A PostgreSQL disaster recovery plan is broader. It must answer:

what data can be lost
how the system is restored after corruption or operator error
how backups and WAL are used
how long recovery takes
and what happens when the whole primary environment is gone or unusable

This guide covers both sides together, because a serious PostgreSQL production system usually needs both.

1. Start With RPO and RTO

Before talking about standbys, promotion, or tools, define the recovery targets.

RPO: Recovery Point Objective

This is how much data loss you can tolerate.

Examples:

near-zero
1 minute
15 minutes
1 hour
24 hours

RTO: Recovery Time Objective

This is how long the service can be unavailable.

Examples:

30 seconds
5 minutes
1 hour
half a day

These two numbers drive the architecture.

Why this matters

If your business requires:

very low data loss
and very fast recovery

then you usually need:

streaming replication
standby promotion
careful replication and WAL retention design
and tested orchestration

If your business can tolerate:

slower recovery
and larger data-loss windows

then backups and manual recovery may be enough for some systems.

Do not start with:

“Should we use a replica?”

Start with:

“What recovery outcome do we actually need?”

2. Understand the Core PostgreSQL Recovery Building Blocks

A practical PostgreSQL failover and recovery strategy usually combines a few core pieces:

primary server
one or more standby servers
physical streaming replication
optional synchronous replication
WAL archiving
base backups
failover decision logic
and a plan for reintegrating the old primary

Each solves a different part of the problem.

3. Standby Types Matter

PostgreSQL’s high-availability docs distinguish between warm standby and hot standby.

Warm standby

A standby that cannot accept user connections until it is promoted.

Hot standby

A standby that can accept read-only queries while still following the primary.

For most modern operational setups, hot standby is what people usually mean when they say:

replica
standby
follower

Why this matters

A standby used only for failover has different operational goals from a standby also serving read traffic.

If the standby is used for:

reporting
dashboards
read scaling

then you also need to think about:

query load
replay lag
recovery conflicts
and whether the standby is still a reliable failover target under that extra workload

4. Streaming Replication Is Usually the Core of Failover

For most PostgreSQL failover designs, physical streaming replication is the main building block.

It allows the standby to receive WAL changes from the primary and stay close enough to take over when needed.

Why it is so useful

It gives you:

relatively fast failover potential
near-real-time data movement
a practical base for hot standby
and a cleaner path to promotion than purely archive-only recovery workflows

What it does not do by itself

Streaming replication alone does not answer:

how failover is triggered
which standby should be promoted
how clients reconnect
how split-brain is prevented
how the old primary is handled afterward
or how point-in-time recovery works after logical or operator mistakes

That is why replication is necessary, but not sufficient.

5. Manual Failover vs Orchestrated Failover

You can fail over PostgreSQL manually.
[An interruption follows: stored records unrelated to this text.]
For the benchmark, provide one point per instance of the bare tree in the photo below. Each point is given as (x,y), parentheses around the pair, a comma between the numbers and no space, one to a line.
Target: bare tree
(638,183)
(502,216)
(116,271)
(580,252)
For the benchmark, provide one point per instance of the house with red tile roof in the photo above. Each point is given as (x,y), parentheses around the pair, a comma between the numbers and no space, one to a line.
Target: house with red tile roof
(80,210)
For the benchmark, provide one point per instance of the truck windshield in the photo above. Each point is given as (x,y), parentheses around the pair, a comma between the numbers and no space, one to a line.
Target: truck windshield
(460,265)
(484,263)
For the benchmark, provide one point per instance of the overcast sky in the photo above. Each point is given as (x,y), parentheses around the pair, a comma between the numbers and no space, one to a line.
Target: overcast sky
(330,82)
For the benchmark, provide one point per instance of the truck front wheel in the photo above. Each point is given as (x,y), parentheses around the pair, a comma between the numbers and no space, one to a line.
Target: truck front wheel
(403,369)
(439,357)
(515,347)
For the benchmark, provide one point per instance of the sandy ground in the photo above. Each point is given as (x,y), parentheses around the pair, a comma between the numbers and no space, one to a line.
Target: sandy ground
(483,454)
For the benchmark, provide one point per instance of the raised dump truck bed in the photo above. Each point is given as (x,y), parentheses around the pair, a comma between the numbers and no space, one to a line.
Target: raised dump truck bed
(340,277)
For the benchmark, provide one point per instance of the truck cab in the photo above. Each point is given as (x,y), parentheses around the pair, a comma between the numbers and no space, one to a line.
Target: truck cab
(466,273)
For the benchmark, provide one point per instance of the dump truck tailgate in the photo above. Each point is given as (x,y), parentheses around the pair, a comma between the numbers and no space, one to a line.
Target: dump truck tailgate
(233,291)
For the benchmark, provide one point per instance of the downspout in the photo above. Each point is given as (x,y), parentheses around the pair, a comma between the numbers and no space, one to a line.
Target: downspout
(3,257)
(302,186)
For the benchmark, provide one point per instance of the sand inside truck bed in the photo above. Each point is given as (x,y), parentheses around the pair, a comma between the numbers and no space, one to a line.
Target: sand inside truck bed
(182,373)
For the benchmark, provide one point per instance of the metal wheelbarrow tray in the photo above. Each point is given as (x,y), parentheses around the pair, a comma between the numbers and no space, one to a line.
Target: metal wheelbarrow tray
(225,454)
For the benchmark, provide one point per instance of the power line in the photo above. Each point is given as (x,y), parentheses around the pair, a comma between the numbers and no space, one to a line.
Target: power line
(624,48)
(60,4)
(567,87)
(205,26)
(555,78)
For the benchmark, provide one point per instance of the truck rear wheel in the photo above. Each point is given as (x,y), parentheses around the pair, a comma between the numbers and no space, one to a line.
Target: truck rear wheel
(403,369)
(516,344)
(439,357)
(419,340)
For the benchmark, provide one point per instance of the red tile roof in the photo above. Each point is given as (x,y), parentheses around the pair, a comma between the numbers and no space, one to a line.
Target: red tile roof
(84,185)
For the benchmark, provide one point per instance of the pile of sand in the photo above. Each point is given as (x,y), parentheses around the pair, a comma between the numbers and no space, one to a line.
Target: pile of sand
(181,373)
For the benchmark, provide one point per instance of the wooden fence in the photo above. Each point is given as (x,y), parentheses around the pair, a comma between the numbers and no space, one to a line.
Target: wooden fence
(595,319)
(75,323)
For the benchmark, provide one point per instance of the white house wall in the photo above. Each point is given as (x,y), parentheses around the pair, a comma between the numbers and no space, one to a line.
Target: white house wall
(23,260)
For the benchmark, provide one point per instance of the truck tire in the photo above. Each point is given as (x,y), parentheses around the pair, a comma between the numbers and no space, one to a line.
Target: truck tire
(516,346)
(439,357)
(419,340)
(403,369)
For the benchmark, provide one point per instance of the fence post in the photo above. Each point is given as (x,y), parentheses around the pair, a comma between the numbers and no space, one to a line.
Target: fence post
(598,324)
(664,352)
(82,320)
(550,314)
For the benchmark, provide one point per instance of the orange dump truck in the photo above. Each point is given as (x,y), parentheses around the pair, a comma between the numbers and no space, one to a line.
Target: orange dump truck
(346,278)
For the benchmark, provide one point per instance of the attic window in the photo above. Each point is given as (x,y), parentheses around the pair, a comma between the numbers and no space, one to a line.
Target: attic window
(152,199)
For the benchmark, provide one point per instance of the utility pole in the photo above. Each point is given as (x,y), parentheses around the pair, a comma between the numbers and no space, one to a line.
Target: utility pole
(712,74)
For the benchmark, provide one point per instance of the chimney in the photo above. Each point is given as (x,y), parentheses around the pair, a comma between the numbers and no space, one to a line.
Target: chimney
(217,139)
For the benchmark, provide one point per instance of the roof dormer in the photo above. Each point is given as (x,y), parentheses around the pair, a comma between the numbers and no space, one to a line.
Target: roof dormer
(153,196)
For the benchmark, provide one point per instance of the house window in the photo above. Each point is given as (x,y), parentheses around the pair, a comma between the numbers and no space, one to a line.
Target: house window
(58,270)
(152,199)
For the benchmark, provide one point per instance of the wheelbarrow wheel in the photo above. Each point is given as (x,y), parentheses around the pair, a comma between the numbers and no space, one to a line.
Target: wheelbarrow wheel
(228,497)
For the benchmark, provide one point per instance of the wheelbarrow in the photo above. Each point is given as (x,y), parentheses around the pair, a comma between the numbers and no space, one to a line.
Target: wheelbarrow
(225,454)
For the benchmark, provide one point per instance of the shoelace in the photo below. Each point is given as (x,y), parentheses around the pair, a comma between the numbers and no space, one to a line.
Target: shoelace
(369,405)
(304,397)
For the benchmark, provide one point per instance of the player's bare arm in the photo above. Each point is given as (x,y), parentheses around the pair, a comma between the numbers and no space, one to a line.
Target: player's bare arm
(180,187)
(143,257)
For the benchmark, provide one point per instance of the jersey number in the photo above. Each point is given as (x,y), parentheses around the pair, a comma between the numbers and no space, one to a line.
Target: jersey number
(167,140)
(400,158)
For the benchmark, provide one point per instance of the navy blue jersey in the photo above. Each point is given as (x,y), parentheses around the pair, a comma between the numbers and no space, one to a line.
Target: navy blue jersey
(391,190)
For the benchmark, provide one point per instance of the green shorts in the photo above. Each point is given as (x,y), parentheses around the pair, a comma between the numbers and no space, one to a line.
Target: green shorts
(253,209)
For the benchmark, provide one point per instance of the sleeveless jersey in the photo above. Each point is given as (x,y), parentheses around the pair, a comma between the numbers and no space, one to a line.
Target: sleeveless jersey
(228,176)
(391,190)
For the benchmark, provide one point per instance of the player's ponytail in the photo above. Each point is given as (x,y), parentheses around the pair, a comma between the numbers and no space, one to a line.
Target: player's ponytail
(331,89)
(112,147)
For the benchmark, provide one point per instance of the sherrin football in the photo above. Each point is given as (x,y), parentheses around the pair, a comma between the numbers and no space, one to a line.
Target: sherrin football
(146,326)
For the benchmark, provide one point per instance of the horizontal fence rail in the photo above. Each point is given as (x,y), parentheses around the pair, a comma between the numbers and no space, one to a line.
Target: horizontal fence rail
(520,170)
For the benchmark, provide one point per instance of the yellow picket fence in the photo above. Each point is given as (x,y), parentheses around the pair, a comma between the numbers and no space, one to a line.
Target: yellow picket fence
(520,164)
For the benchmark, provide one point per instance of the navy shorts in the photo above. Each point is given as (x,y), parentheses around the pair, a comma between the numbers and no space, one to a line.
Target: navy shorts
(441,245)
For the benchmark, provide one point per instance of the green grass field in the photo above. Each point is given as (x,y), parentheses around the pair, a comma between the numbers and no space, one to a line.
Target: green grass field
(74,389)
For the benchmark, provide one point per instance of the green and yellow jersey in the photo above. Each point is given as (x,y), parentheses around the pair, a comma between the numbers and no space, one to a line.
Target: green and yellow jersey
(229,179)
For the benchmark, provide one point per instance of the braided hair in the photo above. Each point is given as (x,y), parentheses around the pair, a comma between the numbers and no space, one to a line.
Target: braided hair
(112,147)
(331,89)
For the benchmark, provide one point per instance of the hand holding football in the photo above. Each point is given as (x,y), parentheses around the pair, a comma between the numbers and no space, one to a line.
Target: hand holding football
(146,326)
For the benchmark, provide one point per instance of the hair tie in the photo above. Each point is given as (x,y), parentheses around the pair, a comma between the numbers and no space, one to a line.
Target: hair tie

You can also orchestrate it.

Manual failover

Manual failover usually means:

detect primary failure
confirm the standby is viable
promote the chosen standby
reroute application traffic
stabilize the new topology

This is simpler conceptually, but slower operationally.

Orchestrated failover

This means an external system or operational process decides:

when the primary is really down
which standby is most suitable
how to avoid split-brain
how to update service discovery or routing
and what actions are taken next

Practical rule

Manual failover is often fine for:

smaller internal systems
lower-urgency workloads
teams with strong runbooks and low availability pressure

Orchestrated failover is often better for:

high-availability production services
customer-facing systems
low-RTO environments
multi-node clusters where a human bottleneck is too slow

6. Promotion Is the Failover Step, Not the Whole Plan

At the PostgreSQL level, failover is triggered by promoting a standby.

PostgreSQL documents that you can do this with:

pg_ctl promote
or pg_promote()

That is an important point because PostgreSQL itself knows how to promote a standby, but not how to decide whether promotion is safe in your broader system.

Example

select pg_promote();

or from the shell:

pg_ctl promote -D /var/lib/postgresql/data

Why this distinction matters

Promotion answers:

“make this standby writable now”

It does not answer:

“was the primary definitely dead?”
“did another standby also get promoted?”
“did application traffic already move?”
“do we still have the latest WAL?”
“how do we prevent the old primary from coming back and writing independently?”

That is why failover needs process, not only command knowledge.

7. Read Replicas Are Not Enough for Disaster Recovery

This is one of the most important operational truths.

A standby helps with:

availability
fast recovery from primary host failure
read scaling
maintenance flexibility

It does not replace:

backups
WAL archiving
point-in-time recovery
or protection against destructive replicated changes

Why not?

Because many bad events replicate too:

accidental deletes
destructive migrations
bad application writes
some classes of corruption
operator mistakes

If the primary receives a bad transaction and replicates it, the standby will usually reflect that bad state too.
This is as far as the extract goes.